Le Mali et le Burkina Faso se sont notamment tournés vers la Russie après avoir exigé le départ des soldats français de leur territoire.
Sur le terrain, les militaires putschistes ont annoncé “la suspension jusqu’à nouvel ordre des activités des partis politiques” et appelé “la population au calme” après des incidents lors d’une manifestation, jeudi, à Niamey, organisée pour les soutenir, pendant laquelle des drapeaux russes flottaient et des slogans anti-français étaient scandés.
La junte menacée de sanctions
En dépit de l’interdiction décrétée par les militaires, une nouvelle manifestation est prévue, vendredi, à l’appel d’une coalition de partis d’opposition au président Bazoum, qui “tout en désapprouvant tout changement par la force, soutient les motivations” des putschistes, selon un communiqué.
La junte, qui rassemble tous les corps de l’armée, de la gendarmerie et de la police, a suspendu les institutions, fermé les frontières terrestres et aériennes, et instauré un couvre-feu de 22 h à 5 h (21 h à 4 h GMT).

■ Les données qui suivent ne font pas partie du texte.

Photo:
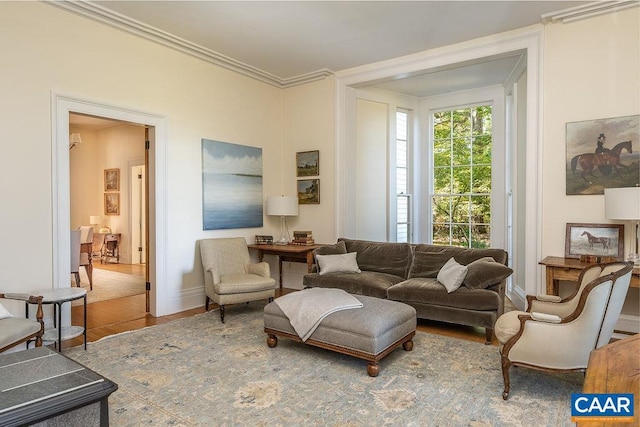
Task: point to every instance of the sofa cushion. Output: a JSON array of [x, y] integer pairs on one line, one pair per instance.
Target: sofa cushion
[[382, 257], [365, 283], [429, 291], [340, 263], [452, 274], [429, 259], [485, 272]]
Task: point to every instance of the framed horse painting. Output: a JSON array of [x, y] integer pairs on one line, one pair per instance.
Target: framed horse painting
[[599, 240], [603, 153]]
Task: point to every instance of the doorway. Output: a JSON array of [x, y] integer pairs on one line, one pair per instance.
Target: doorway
[[108, 165], [156, 166]]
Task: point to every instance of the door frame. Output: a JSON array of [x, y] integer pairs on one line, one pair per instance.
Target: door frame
[[61, 106]]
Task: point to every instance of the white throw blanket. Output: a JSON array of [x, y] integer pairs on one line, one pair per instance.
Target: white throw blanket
[[306, 309]]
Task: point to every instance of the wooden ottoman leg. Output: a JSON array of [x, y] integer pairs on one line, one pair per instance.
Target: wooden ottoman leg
[[373, 369], [272, 340]]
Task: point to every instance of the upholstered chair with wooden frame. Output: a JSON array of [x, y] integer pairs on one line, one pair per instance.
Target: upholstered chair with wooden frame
[[16, 330], [559, 339], [230, 277]]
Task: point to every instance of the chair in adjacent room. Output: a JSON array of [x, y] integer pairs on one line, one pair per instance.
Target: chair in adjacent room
[[230, 277], [86, 251], [16, 330], [559, 335], [75, 255]]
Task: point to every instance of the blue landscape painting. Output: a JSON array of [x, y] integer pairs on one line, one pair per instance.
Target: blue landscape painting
[[231, 186]]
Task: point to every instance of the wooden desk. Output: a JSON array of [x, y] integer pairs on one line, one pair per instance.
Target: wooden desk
[[569, 269], [615, 368], [288, 253]]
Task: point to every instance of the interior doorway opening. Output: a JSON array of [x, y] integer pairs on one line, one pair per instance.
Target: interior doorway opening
[[108, 180]]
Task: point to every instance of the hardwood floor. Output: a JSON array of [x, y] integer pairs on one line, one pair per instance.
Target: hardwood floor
[[111, 317]]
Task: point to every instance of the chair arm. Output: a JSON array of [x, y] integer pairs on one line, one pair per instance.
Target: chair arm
[[548, 298], [260, 269], [544, 317]]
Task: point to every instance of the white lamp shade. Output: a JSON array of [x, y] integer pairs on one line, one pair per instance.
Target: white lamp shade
[[622, 203], [282, 206]]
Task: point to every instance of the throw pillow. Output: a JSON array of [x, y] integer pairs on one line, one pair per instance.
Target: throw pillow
[[4, 313], [485, 272], [452, 274], [338, 248], [343, 263]]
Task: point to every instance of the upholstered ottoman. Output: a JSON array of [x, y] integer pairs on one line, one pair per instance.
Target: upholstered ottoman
[[369, 333]]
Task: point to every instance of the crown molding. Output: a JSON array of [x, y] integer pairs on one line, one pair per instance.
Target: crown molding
[[116, 20], [587, 11]]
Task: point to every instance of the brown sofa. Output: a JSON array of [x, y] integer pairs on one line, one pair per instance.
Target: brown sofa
[[408, 273]]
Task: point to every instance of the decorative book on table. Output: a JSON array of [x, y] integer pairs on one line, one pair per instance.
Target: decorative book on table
[[303, 238], [264, 240]]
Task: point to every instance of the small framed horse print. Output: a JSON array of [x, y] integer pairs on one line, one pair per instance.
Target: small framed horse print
[[600, 240]]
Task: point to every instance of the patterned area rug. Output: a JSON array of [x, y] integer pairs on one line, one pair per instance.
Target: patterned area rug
[[109, 285], [198, 372]]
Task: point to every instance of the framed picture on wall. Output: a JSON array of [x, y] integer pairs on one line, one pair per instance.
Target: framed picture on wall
[[600, 240], [112, 180], [308, 191], [112, 203], [308, 163]]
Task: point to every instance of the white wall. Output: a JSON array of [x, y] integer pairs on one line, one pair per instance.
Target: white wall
[[591, 70], [48, 50]]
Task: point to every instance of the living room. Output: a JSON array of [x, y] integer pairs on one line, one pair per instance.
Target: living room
[[53, 59]]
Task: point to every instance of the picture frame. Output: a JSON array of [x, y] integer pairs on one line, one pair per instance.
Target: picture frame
[[599, 240], [601, 154], [112, 203], [308, 163], [308, 191], [112, 179]]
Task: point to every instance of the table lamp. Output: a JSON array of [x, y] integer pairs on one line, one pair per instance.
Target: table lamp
[[624, 204], [94, 220], [282, 206]]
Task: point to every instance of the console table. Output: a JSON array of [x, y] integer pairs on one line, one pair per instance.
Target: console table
[[40, 384], [288, 253], [569, 269]]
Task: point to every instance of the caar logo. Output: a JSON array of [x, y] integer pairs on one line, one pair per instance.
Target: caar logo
[[602, 407]]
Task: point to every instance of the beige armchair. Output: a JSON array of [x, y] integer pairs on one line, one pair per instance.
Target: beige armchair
[[16, 330], [229, 276], [559, 335]]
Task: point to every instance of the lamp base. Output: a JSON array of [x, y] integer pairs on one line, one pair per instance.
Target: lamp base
[[634, 258]]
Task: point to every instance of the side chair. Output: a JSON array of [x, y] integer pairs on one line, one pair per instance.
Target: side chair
[[230, 277], [559, 335], [16, 330]]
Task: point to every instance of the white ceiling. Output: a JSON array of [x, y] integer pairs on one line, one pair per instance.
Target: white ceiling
[[288, 39]]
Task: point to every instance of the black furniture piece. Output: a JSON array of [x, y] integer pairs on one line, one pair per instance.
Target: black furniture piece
[[41, 384]]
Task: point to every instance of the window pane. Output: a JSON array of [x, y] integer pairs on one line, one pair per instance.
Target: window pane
[[481, 179], [461, 123], [462, 143], [482, 149], [441, 234], [442, 180], [442, 125]]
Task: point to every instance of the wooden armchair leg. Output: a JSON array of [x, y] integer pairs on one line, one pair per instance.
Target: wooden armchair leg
[[505, 375]]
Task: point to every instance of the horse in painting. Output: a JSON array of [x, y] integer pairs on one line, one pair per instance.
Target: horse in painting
[[605, 241], [605, 161]]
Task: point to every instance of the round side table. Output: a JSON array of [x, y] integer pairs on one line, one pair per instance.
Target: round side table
[[58, 297]]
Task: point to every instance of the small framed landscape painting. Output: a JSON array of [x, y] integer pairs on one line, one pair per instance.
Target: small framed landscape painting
[[112, 180], [308, 163], [599, 240], [308, 191], [112, 203]]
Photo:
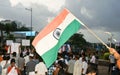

Les militaires ont également mis en garde contre “toute intervention militaire étrangère” évoquant dans une allocution télévisée “certains anciens dignitaires terrés dans des chancelleries en collaboration avec ces dernières [qui] sont dans une logique de confrontation”.
Le putsch a été vivement condamné par les partenaires occidentaux du Niger et l’ONU qui ont demandé la libération de Bazoum.
L’Union européenne (UE), par la voix du chef de sa diplomatie, Josep Borrell, a menacé, vendredi, de suspendre “tout appui budgétaire”.
Selon la cheffe de la diplomatie française, Catherine Colonna, la Communauté économique des États d’Afrique de l’Ouest (Cédéao) “va tenir une réunion au sommet vraisemblablement dimanche” où “d’éventuelles sanctions pourraient être décidées”, que la France soutiendra.